A former MedSchoolCoach client, Rebekah Sayre, joins us in this episode. Rebekah has recently gained an acceptance to medical school after taking three gap years. She shares her approach to the application process and how MedSchoolCoach guided her along the way.[2:03] The difference between an EMT and a paramedic.
EMTs cover basic life support skills such as splinting. There are limitations on the amount of medication they can give and things they can do under their medical direction, whereas paramedics have an extended scope. For example, they can insert IVs and give more types of medication.[5:05] Rebekah’s career goals.
In her time working in an ambulance, Rebekah didn’t like the limited amount of follow-up care she could provide. She has helped people and never seen them again. Therefore, a goal of hers is to find balance in something that offers acute care as a speciality but also follow-up care. There are a lot of specialties that Rebekah is considering, such as OB GYN, surgery, and pediatrics.[7:20] Advice for pre-medical students to make the most of their college years.
Be intentional with the things you pursue, but also be true and honest to yourself when picking extracurriculars, research, and majors. Rebekah is still not sure what separated her from thousands of other applicants. She reflected on what would make her happy and followed things that sparked her interest. When she spoke about this in interviews, it sounded organic and natural because it was.[9:11] What made Rebekah consider MedSchoolCoach.

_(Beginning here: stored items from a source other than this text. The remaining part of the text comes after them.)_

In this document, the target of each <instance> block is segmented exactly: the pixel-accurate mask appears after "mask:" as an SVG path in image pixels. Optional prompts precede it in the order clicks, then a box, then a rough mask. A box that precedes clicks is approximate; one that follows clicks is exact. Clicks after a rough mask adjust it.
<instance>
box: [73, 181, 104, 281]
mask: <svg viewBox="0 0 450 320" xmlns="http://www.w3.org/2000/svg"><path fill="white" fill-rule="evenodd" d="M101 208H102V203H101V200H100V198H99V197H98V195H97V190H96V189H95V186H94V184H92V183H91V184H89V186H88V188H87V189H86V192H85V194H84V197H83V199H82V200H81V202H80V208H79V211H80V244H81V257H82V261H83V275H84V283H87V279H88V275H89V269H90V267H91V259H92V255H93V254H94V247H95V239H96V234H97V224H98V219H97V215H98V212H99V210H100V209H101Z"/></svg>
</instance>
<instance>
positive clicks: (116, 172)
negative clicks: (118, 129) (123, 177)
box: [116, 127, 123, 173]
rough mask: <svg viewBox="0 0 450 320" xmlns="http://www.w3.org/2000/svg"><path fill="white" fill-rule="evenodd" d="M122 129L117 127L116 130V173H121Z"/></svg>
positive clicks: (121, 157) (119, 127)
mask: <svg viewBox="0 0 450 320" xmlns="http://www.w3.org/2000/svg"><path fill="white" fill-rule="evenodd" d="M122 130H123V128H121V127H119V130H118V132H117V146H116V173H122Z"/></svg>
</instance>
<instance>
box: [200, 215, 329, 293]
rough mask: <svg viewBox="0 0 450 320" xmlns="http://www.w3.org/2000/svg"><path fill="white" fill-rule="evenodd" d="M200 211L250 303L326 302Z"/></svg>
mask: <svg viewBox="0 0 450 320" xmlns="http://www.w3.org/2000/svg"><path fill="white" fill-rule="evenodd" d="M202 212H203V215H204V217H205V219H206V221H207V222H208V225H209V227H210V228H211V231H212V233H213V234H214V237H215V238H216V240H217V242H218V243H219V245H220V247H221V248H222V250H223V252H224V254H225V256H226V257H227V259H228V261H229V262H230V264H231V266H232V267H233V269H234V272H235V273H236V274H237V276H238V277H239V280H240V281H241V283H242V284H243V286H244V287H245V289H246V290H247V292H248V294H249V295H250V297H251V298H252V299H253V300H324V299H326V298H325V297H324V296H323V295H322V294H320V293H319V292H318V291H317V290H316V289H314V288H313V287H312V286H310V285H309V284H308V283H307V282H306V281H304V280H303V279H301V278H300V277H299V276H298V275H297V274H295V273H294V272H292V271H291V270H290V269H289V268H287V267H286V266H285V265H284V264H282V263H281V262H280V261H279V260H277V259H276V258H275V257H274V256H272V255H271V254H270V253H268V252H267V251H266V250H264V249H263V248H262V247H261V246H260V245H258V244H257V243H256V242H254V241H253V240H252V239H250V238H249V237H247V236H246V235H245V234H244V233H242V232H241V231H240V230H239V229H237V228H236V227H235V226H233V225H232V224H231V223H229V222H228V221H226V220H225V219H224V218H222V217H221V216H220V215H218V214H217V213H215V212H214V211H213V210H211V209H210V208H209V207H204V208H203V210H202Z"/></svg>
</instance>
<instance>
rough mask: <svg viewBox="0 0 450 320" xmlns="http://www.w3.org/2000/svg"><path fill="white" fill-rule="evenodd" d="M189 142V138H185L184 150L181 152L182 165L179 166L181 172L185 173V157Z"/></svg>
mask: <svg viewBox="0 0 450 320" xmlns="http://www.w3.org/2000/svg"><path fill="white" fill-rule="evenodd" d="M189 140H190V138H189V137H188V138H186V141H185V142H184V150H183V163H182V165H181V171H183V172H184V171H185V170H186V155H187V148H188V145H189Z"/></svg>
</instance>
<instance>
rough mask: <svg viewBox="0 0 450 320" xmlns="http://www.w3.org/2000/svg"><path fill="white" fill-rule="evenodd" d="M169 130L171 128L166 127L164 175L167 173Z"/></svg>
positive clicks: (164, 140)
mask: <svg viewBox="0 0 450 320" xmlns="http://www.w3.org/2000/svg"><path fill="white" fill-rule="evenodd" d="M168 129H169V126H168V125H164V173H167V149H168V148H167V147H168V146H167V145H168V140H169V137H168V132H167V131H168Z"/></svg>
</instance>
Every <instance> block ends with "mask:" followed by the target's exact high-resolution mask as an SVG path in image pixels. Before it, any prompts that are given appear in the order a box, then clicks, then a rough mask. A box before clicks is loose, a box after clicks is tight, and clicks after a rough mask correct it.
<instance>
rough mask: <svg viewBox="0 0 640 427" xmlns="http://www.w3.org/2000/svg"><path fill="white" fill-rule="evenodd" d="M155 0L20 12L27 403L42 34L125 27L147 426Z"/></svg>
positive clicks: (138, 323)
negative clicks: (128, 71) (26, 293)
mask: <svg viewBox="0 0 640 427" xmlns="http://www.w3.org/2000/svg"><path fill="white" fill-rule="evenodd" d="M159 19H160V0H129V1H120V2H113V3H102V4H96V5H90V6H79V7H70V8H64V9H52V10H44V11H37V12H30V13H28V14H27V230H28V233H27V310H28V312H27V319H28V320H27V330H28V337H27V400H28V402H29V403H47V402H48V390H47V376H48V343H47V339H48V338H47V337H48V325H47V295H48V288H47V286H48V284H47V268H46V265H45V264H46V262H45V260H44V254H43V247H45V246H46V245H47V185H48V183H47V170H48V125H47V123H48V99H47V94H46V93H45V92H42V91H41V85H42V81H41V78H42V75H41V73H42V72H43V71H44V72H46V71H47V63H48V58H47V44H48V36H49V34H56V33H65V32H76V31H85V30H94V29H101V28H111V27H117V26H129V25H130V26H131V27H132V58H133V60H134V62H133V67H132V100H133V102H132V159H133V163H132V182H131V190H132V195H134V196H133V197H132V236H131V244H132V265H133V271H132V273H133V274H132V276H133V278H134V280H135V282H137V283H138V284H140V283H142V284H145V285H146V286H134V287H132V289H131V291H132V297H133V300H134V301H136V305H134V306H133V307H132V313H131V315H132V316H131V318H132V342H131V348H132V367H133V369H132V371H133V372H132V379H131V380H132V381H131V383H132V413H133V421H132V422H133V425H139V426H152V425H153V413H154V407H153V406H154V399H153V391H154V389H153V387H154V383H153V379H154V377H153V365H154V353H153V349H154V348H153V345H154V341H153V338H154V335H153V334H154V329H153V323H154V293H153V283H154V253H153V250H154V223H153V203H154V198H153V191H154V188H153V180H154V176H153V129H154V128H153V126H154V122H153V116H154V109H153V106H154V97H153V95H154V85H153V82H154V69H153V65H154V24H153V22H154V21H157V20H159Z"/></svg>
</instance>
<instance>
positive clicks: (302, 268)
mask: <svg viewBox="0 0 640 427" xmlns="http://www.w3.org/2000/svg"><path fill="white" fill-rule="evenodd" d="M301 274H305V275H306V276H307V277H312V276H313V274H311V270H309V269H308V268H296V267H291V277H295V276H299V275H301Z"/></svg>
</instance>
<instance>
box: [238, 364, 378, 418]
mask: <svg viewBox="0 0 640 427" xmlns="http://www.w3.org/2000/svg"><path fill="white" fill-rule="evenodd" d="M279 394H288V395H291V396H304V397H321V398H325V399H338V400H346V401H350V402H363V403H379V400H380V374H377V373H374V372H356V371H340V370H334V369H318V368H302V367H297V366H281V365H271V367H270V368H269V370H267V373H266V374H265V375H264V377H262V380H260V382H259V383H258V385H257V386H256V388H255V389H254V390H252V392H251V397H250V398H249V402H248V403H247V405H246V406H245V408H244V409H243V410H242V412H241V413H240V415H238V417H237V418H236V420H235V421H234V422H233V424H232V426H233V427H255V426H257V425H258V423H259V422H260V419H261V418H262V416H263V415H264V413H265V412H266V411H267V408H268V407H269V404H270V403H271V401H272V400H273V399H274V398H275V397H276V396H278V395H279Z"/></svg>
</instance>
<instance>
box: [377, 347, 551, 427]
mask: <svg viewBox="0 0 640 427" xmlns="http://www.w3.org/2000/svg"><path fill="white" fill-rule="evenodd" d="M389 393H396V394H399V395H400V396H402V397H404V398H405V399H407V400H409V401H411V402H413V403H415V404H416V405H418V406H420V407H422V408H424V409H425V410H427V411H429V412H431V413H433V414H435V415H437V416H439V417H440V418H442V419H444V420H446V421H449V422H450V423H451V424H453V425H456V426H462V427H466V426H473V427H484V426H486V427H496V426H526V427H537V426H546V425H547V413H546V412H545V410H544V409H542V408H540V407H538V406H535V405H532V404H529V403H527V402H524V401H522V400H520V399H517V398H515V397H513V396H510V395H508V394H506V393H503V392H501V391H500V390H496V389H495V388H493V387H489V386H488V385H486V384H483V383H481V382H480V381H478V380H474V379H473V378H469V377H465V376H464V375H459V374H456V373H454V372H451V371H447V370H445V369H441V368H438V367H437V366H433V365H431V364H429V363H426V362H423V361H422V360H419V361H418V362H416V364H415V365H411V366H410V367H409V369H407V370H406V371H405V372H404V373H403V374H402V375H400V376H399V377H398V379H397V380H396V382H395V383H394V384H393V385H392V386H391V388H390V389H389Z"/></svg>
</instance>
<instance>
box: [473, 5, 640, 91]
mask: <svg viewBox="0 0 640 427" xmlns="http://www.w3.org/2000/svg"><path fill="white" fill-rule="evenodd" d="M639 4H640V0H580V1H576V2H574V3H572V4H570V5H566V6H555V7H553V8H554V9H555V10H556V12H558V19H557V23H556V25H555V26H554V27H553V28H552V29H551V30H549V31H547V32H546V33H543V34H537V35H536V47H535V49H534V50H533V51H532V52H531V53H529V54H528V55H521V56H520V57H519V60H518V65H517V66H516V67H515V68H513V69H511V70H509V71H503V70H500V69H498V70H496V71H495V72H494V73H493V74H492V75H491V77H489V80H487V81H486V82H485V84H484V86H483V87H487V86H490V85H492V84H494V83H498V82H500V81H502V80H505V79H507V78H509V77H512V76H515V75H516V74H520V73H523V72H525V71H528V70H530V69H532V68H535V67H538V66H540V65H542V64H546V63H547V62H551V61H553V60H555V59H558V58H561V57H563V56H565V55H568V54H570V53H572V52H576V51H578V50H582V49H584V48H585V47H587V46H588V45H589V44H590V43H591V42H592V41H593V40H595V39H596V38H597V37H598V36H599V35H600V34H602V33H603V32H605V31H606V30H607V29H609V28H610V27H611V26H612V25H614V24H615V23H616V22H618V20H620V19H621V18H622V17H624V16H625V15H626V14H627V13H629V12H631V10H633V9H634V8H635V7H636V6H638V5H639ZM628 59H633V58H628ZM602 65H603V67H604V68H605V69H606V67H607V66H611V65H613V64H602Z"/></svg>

MedSchoolCoach removed the mystique of figuring out things like the ideal submission time and what level of personalization to use in her communications with med schools. It helped Rebekah feel like she was doing what she needed to do and was making informed decisions as opposed to being reactionary.[11:02] Surprises that Rebekah found in the application process.
Rebekah truly did not feel blindsided by anything in the process. There were still nervous and exciting parts, but she felt that MedSchoolCoach prepared her thoroughly. In a cool way, Rebekah didn’t expect to have the level of self-awareness that she does.[14:22] Advice about realizing the application process is not as difficult as it is made out to be.
Surround yourself with people who are smarter and more experienced than you that you trust to give good guidance. Figure out what you’re bringing to the table and just focus on that. Rebekah says that she finds the application process to be strangely similar to online dating.[16:20] The most interesting question that Rebekah was asked in an interview.
Rebekah liked when schools took the time to really understand her thoughts on topics like ethics and management. She was once asked about how she would handle starting a new job, and it was so far outside the realm of what she expected to be asked. It was challenging and fun to answer.
She kept working in an ambulance as she did during university, eventually transitioning into teaching and working as a community paramedic. Doing these activities helped to grow her passion for medicine.[20:31] Things that Rebekah is looking forward to.
She is excited for the depth and breadth of knowledge that she will be exposed to.[22:19] The biggest challenge that Rebekah has faced.
She had terrible imposter syndrome when she was an undergrad. It took her a long time to build the confidence to see herself as a physician.